7th United States Ambassador to Australia
- In office 1956
- President: Dwight D. Eisenhower
- Preceded by: Amos J. Peaslee
- Succeeded by: William J. Sebald

Personal details
- Born: November 16, 1881 New Jersey, U.S.
- Died: August 30, 1956 (aged 74) Sydney, Australia
- Education: Yale College (BA, MA) Harvard University

= Douglas M. Moffat =

Douglas Maxwell Moffat (November 16, 1881 – August 30, 1956) was an American lawyer and diplomat who served briefly as the United States Ambassador to Australia in 1956. He had a career in both private practice and public service before entering diplomacy, which was cut short by his sudden death while in office.

== Early life and education ==
Douglas Moffat was born on November 16, 1881, in New Jersey.

== Diplomatic career ==
In February 1956, President Dwight D. Eisenhower appointed Moffat as United States Ambassador to Australia.
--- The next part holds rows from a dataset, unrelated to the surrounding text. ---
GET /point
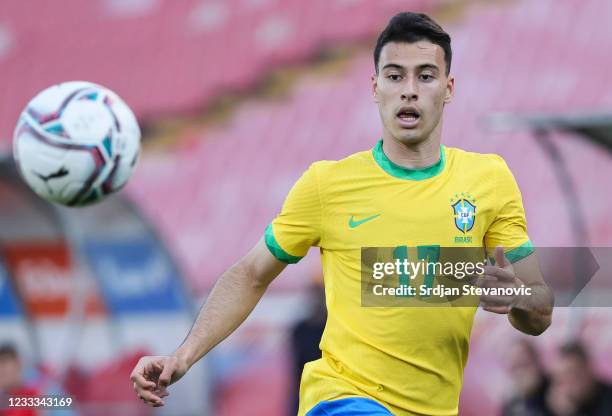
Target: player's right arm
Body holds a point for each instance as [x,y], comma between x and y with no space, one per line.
[232,299]
[287,240]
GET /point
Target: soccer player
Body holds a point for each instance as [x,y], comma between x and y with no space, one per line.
[384,360]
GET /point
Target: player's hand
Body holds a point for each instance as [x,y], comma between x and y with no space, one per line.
[152,376]
[501,276]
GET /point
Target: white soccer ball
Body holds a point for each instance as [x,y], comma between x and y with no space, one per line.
[76,142]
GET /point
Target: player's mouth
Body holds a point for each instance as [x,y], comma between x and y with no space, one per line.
[408,117]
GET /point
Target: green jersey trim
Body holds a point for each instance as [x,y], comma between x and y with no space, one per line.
[276,250]
[520,252]
[404,173]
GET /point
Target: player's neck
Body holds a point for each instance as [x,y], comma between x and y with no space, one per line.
[418,156]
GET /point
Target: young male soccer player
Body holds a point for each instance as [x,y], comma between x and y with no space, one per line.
[383,360]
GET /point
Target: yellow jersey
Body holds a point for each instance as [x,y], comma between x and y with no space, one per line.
[411,360]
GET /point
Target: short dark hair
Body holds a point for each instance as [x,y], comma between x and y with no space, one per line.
[8,351]
[413,27]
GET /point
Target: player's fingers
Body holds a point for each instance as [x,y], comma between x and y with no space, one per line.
[149,397]
[138,378]
[161,393]
[166,374]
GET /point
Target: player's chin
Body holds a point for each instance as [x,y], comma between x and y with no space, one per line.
[410,136]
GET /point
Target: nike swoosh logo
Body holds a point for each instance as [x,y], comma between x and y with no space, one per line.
[353,223]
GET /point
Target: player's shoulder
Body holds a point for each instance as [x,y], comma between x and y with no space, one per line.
[347,165]
[474,160]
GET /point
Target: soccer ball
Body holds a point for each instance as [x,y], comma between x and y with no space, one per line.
[75,143]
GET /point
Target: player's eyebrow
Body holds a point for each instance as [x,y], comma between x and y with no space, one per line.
[428,66]
[419,67]
[392,65]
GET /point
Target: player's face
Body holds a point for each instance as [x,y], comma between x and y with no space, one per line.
[411,89]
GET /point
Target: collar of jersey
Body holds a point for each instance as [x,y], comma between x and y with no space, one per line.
[404,173]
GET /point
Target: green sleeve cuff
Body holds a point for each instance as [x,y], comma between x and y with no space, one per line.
[517,253]
[520,252]
[277,250]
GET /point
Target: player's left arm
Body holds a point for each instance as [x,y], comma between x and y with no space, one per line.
[531,310]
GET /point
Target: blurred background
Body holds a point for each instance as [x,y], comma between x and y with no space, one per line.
[235,99]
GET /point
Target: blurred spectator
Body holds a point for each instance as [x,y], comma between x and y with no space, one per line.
[11,382]
[529,379]
[575,390]
[305,338]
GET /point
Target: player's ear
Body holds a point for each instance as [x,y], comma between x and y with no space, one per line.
[374,81]
[450,90]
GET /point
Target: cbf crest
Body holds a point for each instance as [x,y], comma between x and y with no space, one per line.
[464,210]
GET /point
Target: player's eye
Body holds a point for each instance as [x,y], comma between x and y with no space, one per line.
[426,77]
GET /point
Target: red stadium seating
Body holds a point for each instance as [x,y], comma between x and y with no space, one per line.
[232,179]
[166,56]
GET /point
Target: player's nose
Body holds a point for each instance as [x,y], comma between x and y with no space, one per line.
[410,90]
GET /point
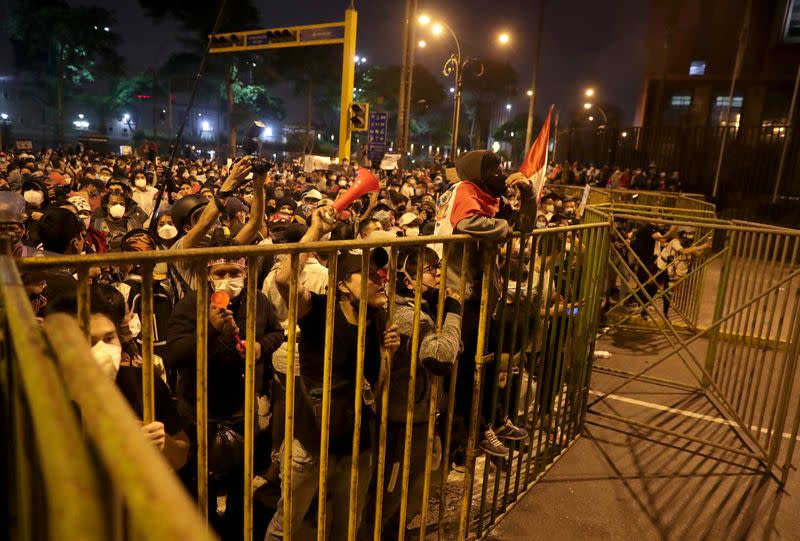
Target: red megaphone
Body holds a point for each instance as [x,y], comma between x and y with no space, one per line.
[365,183]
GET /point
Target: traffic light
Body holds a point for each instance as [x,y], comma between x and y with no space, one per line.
[223,41]
[359,112]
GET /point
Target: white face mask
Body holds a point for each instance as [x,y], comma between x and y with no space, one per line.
[33,197]
[116,211]
[167,231]
[135,325]
[233,286]
[108,357]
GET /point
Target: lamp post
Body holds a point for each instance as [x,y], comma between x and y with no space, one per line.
[589,106]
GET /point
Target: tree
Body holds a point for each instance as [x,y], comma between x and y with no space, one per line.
[121,93]
[513,133]
[497,83]
[64,46]
[379,85]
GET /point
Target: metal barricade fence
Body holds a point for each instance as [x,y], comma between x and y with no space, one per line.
[537,302]
[748,369]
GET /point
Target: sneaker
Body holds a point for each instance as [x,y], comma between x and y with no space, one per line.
[510,432]
[491,445]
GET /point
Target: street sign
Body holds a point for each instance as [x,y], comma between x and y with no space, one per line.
[377,134]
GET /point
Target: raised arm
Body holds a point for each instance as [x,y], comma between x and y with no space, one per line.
[316,230]
[253,225]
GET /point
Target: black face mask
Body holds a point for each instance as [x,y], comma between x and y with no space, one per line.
[496,185]
[431,296]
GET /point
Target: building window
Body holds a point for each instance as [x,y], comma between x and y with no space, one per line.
[681,101]
[697,67]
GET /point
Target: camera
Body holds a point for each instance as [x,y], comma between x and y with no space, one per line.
[251,145]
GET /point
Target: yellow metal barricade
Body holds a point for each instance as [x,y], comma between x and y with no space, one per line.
[539,303]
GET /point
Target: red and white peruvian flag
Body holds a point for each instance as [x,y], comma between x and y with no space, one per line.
[534,167]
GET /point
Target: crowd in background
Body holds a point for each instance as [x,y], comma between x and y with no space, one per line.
[54,203]
[608,176]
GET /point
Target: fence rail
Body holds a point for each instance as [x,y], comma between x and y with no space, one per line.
[532,333]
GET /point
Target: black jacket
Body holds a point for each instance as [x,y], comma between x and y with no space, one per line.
[225,364]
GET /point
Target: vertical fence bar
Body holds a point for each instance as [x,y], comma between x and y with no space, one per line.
[250,394]
[722,296]
[384,421]
[448,430]
[353,511]
[148,402]
[525,323]
[327,375]
[201,271]
[84,302]
[469,470]
[288,434]
[776,344]
[500,309]
[751,284]
[752,346]
[411,395]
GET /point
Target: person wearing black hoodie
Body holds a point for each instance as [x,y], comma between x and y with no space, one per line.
[474,206]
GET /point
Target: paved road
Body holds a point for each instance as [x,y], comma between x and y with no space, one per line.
[625,483]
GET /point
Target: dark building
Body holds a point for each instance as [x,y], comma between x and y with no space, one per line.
[691,51]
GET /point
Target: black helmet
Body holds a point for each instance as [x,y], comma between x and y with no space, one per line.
[184,207]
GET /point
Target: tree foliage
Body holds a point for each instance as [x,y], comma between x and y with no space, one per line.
[64,46]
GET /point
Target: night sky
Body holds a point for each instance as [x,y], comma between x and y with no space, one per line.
[585,42]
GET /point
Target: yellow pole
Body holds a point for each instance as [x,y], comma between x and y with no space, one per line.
[348,74]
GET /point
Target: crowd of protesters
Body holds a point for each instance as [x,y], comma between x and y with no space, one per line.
[54,203]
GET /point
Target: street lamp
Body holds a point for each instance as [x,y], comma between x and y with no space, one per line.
[588,106]
[455,66]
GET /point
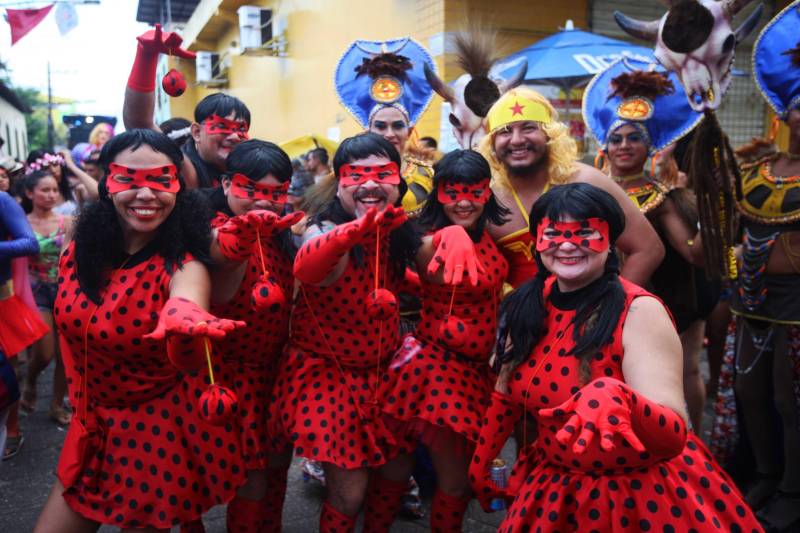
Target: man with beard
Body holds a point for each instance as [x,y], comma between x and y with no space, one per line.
[530,151]
[220,121]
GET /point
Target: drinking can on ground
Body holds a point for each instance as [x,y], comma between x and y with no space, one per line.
[498,473]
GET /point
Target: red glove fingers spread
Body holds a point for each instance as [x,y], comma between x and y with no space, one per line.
[609,407]
[152,43]
[498,424]
[317,258]
[456,252]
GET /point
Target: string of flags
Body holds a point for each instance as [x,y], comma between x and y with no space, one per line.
[22,21]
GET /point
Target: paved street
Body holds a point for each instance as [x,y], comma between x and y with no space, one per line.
[26,479]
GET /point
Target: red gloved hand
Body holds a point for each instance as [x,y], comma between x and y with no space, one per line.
[185,325]
[319,256]
[498,424]
[237,236]
[610,407]
[456,251]
[152,43]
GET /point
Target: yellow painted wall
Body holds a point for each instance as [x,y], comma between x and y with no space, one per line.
[294,96]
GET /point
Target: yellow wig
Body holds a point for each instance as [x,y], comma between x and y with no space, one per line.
[562,151]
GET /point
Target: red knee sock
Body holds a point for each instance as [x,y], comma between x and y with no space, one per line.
[384,498]
[447,512]
[333,521]
[194,527]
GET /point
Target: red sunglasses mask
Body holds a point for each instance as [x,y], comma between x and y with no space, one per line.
[121,178]
[388,174]
[246,189]
[551,234]
[452,192]
[216,125]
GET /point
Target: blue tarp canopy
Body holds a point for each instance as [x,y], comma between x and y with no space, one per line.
[570,58]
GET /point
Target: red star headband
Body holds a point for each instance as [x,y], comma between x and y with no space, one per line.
[246,189]
[216,125]
[121,178]
[451,192]
[551,234]
[388,174]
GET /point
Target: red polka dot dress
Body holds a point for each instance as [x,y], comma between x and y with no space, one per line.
[326,401]
[158,463]
[603,491]
[251,354]
[436,385]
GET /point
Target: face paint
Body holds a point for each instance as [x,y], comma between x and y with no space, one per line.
[591,233]
[247,189]
[451,192]
[122,178]
[216,125]
[388,174]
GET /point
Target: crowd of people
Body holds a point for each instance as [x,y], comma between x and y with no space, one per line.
[215,308]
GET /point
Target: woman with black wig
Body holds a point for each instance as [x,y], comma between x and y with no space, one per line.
[594,367]
[253,282]
[133,288]
[440,379]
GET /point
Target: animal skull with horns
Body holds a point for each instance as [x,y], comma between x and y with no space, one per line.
[695,39]
[473,93]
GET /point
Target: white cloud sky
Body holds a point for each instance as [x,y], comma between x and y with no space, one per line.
[90,64]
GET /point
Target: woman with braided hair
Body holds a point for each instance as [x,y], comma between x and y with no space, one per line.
[593,367]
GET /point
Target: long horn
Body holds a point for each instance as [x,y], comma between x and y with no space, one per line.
[732,7]
[438,85]
[749,24]
[646,31]
[516,79]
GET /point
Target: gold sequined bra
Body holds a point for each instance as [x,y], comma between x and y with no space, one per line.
[769,199]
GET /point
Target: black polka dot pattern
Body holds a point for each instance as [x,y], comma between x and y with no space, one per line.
[623,490]
[159,464]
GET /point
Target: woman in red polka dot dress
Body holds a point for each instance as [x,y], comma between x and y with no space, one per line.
[137,454]
[440,379]
[594,372]
[345,329]
[254,283]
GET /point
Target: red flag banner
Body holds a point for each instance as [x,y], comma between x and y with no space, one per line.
[23,21]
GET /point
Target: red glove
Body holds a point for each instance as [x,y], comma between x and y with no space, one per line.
[498,424]
[152,43]
[610,407]
[185,325]
[456,251]
[319,256]
[237,236]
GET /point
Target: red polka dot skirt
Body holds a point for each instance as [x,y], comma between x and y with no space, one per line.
[158,463]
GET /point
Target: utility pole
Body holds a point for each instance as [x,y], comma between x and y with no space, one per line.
[50,129]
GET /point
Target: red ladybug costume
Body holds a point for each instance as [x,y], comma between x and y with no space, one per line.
[251,355]
[435,383]
[156,463]
[324,401]
[556,489]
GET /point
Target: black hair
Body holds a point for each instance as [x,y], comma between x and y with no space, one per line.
[221,105]
[256,158]
[98,234]
[29,183]
[404,241]
[63,183]
[461,166]
[523,312]
[177,129]
[321,154]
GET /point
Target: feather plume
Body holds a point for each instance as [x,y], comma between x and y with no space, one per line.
[643,84]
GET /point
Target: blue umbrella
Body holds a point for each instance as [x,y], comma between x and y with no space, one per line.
[571,57]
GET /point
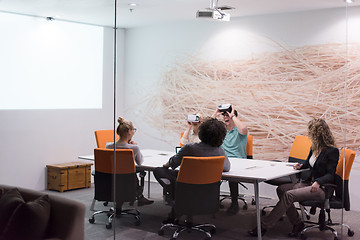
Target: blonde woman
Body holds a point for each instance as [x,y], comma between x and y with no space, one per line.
[192,130]
[126,131]
[322,162]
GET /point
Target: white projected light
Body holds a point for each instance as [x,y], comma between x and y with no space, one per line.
[49,64]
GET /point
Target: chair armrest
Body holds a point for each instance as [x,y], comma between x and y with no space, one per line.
[329,189]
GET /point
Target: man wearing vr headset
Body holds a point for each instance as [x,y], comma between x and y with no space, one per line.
[193,123]
[234,145]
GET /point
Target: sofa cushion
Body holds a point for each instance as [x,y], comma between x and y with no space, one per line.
[30,218]
[9,201]
[1,192]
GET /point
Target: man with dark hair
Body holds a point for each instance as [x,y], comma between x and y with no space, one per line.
[211,133]
[235,147]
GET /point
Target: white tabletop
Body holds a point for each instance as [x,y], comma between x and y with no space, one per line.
[244,170]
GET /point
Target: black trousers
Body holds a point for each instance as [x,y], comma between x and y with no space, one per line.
[234,191]
[167,179]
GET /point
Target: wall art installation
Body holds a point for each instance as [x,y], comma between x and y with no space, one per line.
[275,93]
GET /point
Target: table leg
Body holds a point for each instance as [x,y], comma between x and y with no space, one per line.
[257,199]
[148,184]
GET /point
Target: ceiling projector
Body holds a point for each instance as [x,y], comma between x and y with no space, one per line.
[216,14]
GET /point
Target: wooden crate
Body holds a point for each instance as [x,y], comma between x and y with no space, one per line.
[67,176]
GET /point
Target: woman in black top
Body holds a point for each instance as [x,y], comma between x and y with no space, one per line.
[322,161]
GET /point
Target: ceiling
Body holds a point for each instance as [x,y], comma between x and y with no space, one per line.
[101,12]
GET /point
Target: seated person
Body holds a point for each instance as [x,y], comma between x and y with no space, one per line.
[126,131]
[235,147]
[191,132]
[322,161]
[211,133]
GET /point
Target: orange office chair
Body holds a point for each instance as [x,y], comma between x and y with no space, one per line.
[339,200]
[298,153]
[197,193]
[104,136]
[125,182]
[249,155]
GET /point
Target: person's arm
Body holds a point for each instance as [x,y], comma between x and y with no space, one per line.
[227,163]
[175,160]
[216,113]
[138,155]
[185,138]
[240,125]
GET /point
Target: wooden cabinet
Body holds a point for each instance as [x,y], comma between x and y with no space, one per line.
[67,176]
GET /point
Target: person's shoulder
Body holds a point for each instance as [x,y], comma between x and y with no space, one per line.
[333,150]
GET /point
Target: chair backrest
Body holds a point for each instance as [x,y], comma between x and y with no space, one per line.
[249,147]
[181,134]
[198,185]
[104,136]
[124,175]
[342,176]
[300,149]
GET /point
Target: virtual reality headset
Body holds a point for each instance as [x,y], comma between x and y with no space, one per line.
[193,118]
[223,108]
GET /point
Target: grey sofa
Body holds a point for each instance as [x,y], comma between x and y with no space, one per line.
[66,220]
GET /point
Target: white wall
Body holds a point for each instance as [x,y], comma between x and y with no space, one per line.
[150,51]
[31,139]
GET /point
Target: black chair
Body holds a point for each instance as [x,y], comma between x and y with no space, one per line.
[197,192]
[298,153]
[336,197]
[125,183]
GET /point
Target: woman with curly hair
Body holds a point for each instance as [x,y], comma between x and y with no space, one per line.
[322,161]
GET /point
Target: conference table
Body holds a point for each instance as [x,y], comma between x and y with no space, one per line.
[253,171]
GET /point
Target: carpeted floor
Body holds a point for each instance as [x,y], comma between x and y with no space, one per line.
[228,227]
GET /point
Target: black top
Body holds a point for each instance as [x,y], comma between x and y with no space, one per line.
[324,167]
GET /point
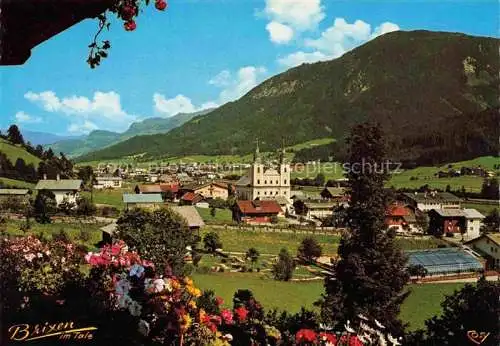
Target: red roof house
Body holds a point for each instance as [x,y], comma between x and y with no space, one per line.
[257,211]
[191,198]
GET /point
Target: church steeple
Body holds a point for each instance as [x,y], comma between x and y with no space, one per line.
[256,154]
[282,151]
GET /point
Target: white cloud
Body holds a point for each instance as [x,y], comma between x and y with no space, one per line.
[279,33]
[233,87]
[222,79]
[384,28]
[300,57]
[173,106]
[23,117]
[103,110]
[84,127]
[336,40]
[299,14]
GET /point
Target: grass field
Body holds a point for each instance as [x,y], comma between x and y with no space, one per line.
[331,170]
[484,209]
[14,152]
[16,183]
[221,215]
[423,302]
[72,229]
[112,197]
[273,242]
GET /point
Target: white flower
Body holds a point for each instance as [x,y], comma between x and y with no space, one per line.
[136,270]
[379,324]
[135,308]
[122,287]
[393,340]
[158,285]
[325,327]
[124,301]
[348,327]
[363,317]
[144,327]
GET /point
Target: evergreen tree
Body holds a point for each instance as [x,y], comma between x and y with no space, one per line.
[44,206]
[370,276]
[14,135]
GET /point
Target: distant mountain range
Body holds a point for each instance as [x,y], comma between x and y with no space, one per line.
[99,139]
[42,138]
[434,93]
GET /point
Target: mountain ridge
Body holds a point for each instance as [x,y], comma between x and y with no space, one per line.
[98,139]
[416,84]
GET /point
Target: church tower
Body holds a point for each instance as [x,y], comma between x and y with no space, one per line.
[284,170]
[257,167]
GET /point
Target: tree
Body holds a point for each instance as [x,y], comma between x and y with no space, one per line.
[473,308]
[309,249]
[44,205]
[422,220]
[417,270]
[253,255]
[66,207]
[371,275]
[320,179]
[284,267]
[212,242]
[84,207]
[491,223]
[300,207]
[14,135]
[489,189]
[160,236]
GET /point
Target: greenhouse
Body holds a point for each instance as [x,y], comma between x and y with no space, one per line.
[445,261]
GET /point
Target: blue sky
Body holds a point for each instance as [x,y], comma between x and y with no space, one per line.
[203,53]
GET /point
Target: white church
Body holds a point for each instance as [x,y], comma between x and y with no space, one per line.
[263,181]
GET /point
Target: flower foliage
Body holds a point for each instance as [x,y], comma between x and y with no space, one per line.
[126,11]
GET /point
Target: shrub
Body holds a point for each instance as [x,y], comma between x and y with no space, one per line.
[212,242]
[309,249]
[283,269]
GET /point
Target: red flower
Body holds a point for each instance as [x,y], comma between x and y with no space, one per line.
[241,313]
[227,316]
[327,337]
[161,5]
[130,25]
[127,12]
[354,341]
[305,335]
[219,301]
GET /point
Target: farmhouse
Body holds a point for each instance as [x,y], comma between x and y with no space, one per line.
[488,245]
[191,215]
[108,183]
[210,190]
[319,210]
[146,201]
[453,221]
[426,201]
[257,211]
[264,181]
[401,217]
[63,189]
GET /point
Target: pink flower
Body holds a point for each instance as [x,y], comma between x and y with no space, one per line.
[241,313]
[305,335]
[227,316]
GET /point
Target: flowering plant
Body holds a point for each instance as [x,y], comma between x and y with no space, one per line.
[126,11]
[165,305]
[368,333]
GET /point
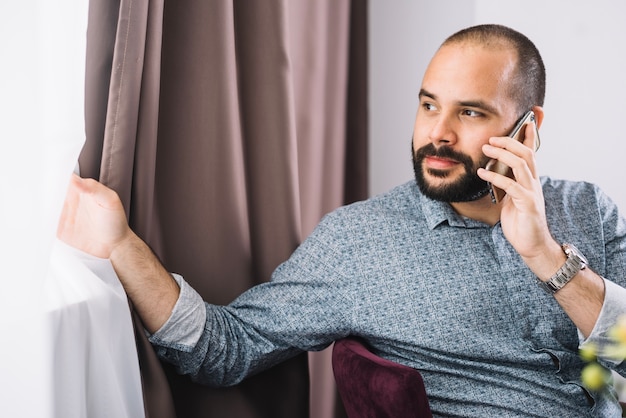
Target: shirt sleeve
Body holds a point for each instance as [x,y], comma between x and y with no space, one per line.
[613,308]
[186,323]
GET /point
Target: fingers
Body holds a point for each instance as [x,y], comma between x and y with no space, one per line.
[519,156]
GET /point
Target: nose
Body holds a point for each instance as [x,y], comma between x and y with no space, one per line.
[443,132]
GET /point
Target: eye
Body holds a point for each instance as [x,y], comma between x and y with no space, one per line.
[472,113]
[429,106]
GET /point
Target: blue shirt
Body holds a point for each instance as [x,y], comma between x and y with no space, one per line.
[428,288]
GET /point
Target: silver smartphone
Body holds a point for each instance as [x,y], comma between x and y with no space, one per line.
[518,133]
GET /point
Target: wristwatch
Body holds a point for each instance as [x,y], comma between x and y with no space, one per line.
[575,262]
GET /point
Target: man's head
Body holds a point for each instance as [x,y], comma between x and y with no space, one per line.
[480,81]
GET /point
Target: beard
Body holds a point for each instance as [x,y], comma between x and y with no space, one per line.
[467,188]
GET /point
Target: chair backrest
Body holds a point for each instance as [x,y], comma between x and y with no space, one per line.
[371,386]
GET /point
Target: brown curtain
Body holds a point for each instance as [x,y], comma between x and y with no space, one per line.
[228,128]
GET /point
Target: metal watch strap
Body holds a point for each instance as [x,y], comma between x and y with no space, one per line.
[574,263]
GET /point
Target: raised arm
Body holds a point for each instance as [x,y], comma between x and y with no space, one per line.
[93,220]
[523,219]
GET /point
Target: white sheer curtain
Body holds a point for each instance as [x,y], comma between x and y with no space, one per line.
[41,132]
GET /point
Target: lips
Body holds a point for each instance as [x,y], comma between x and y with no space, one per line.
[440,163]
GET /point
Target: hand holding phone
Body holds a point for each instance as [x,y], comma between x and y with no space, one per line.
[518,133]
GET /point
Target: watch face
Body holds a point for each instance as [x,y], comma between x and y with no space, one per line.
[569,249]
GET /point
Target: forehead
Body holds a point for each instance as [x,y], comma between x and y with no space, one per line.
[467,72]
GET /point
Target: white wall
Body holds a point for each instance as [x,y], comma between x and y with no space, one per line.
[582,44]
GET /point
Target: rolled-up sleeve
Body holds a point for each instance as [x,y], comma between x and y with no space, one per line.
[186,323]
[613,308]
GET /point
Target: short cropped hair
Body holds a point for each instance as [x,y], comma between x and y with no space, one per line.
[528,87]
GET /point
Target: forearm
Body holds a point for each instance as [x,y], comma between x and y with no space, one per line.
[582,298]
[148,284]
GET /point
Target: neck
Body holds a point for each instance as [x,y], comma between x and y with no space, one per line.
[482,210]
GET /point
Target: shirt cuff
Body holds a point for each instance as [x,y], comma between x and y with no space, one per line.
[613,308]
[186,323]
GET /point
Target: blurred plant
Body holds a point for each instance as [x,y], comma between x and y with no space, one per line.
[594,376]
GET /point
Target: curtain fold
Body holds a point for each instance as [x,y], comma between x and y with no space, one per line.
[224,126]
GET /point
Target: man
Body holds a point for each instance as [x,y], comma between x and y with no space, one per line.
[432,274]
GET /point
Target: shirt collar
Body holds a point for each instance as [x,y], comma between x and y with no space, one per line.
[436,213]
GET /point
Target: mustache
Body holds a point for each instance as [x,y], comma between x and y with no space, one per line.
[429,150]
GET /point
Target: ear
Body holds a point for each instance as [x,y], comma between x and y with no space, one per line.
[538,115]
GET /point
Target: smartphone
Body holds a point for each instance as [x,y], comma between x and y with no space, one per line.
[518,133]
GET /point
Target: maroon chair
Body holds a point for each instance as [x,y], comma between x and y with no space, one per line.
[371,386]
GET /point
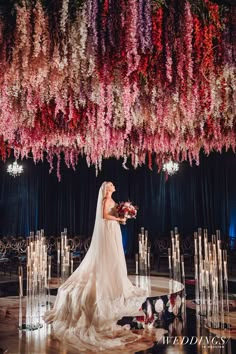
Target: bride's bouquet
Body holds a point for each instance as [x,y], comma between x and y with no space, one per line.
[127,210]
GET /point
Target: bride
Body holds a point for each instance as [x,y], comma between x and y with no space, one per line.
[99,293]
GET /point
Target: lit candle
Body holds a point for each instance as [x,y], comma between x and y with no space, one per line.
[71,265]
[136,264]
[20,270]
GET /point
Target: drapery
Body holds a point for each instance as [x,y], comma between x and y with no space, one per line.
[199,196]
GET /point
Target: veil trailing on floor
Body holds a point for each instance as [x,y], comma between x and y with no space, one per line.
[98,293]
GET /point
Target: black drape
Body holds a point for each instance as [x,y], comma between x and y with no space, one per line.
[198,196]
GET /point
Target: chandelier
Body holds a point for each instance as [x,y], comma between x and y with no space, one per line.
[15,169]
[170,167]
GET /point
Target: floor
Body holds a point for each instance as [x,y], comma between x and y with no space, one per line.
[186,334]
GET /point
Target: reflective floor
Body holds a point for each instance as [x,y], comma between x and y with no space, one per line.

He presented his credentials on March 27, 1956. He was the first U.S. ambassador to Australia to die in office.

== Death and legacy ==
Moffat died suddenly on August 30, 1956, in Sydney at the age of 74, making his ambassadorship notably short-lived. He was interred at the Memorial Cemetery of St. John’s Church in Laurel Hollow, New York.